Research Unit of Mathematical Sciences, University of Oulu, FI-90014 University of Oulu, Finland.
G3 (Bethesda). 2024 Nov 6;14(11). doi: 10.1093/g3journal/jkae216.
In genomics, use of deep learning (DL) is rapidly growing and DL has successfully demonstrated its ability to uncover complex relationships in large biological and biomedical data sets. With the development of high-throughput sequencing techniques, genomic markers can now be allocated to large sections of a genome. By analyzing allele sharing between individuals, one may calculate realized genomic relationships from single-nucleotide polymorphisms (SNPs) data rather than relying on known pedigree relationships under polygenic model. The traditional approaches in genome-wide prediction (GWP) of quantitative phenotypes utilize genomic relationships in fixed global covariance modeling, possibly with some nonlinear kernel mapping (for example Gaussian processes). On the other hand, the DL approaches proposed so far for GWP fail to take into account the non-Euclidean graph structure of relationships between individuals over several generations. In this paper, we propose one global convolutional neural network (GCN) and one local sub-sampling architecture (GCN-RS) that are specifically designed to perform regression analysis based on genomic relationship information. A GCN is tailored to non-Euclidean spaces and consists of several layers of graph convolutions. The GCN-RS architecture is designed to further improve the GCN's performance by sub-sampling the graph to reduce the dimensionality of the input data. Through these graph convolutional layers, the GCN maps input genomic markers to their quantitative phenotype values. The graphs are constructed using an iterative nearest neighbor approach. Comparisons show that the GCN-RS outperforms the popular Genomic Best Linear Unbiased Predictor method on one simulated and three real datasets from wheat, mice and pig with a predictive improvement of 4.4% to 49.4% in terms of test mean squared error. This indicates that GCN-RS is a promising tool for genomic predictions in plants and animals. Furthermore, GCN-RS is computationally efficient, making it a viable option for large-scale applications.

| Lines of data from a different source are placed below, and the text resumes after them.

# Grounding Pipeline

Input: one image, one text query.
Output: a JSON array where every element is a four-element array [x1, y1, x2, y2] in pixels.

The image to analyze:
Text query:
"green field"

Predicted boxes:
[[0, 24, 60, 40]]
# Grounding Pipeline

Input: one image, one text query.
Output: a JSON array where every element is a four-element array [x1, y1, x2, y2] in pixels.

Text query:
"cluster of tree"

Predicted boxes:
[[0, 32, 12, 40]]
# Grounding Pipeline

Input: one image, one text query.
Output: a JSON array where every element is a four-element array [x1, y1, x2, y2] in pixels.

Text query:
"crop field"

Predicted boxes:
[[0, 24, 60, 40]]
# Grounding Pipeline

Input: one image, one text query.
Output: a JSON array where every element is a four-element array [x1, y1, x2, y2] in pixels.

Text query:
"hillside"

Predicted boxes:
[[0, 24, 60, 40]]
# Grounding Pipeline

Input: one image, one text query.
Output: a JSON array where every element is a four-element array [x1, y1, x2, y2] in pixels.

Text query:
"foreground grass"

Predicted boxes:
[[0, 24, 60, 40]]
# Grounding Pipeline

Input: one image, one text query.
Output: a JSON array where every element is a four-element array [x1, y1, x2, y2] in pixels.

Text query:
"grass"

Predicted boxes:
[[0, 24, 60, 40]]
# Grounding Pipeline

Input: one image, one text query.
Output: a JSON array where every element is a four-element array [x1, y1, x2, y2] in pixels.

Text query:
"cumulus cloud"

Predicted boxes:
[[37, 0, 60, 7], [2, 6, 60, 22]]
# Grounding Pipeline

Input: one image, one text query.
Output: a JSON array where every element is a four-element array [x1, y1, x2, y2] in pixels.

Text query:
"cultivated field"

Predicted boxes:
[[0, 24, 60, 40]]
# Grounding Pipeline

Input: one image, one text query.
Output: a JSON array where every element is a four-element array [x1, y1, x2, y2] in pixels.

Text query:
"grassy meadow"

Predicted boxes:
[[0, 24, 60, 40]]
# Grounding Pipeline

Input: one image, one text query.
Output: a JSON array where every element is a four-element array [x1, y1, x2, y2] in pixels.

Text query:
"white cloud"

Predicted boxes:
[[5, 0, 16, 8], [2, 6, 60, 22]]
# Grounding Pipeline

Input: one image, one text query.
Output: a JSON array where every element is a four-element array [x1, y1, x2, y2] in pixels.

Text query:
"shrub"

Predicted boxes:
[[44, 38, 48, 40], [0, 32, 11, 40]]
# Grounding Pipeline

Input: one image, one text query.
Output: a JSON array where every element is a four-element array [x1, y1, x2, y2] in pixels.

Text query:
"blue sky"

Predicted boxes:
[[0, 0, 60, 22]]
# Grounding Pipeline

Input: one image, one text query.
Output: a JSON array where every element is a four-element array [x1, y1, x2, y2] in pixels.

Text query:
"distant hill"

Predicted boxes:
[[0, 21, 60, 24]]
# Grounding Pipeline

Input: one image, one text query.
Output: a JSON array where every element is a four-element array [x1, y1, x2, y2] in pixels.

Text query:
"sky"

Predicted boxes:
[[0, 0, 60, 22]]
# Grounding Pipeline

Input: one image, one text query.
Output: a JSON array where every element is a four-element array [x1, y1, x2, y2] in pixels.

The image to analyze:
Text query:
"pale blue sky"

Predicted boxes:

在基因组学中,深度学习(DL)的使用正在迅速增长,并且 DL 已经成功地证明了其在揭示大型生物和生物医学数据集的复杂关系方面的能力。随着高通量测序技术的发展,现在可以将基因组标记分配到基因组的大片段。通过分析个体之间的等位基因共享,可以从单核苷酸多态性(SNP)数据中计算出实际的基因组关系,而不是依赖于多基因模型下已知的系谱关系。在全基因组预测(GWP)中,传统的定量表型预测方法利用固定全局协方差建模中的基因组关系,可能会使用一些非线性核映射(例如高斯过程)。另一方面,到目前为止,用于 GWP 的 DL 方法未能考虑到几代人之间个体之间的非欧几里得关系图结构。在本文中,我们提出了一种全局卷积神经网络(GCN)和一种局部子采样架构(GCN-RS),它们专门用于基于基因组关系信息进行回归分析。GCN 针对非欧几里得空间进行了定制,由几层图卷积组成。GCN-RS 架构旨在通过对子图进行采样来降低输入数据的维度,从而进一步提高 GCN 的性能。通过这些图卷积层,GCN 将输入的基因组标记映射到它们的定量表型值。图是使用迭代最近邻方法构建的。比较表明,GCN-RS 在一个模拟和来自小麦、小鼠和猪的三个真实数据集上均优于流行的基因组最佳线性无偏预测方法,在测试均方误差方面的预测提高了 4.4%至 49.4%。这表明 GCN-RS 是一种用于植物和动物基因组预测的有前途的工具。此外,GCN-RS 计算效率高,是大规模应用的可行选择。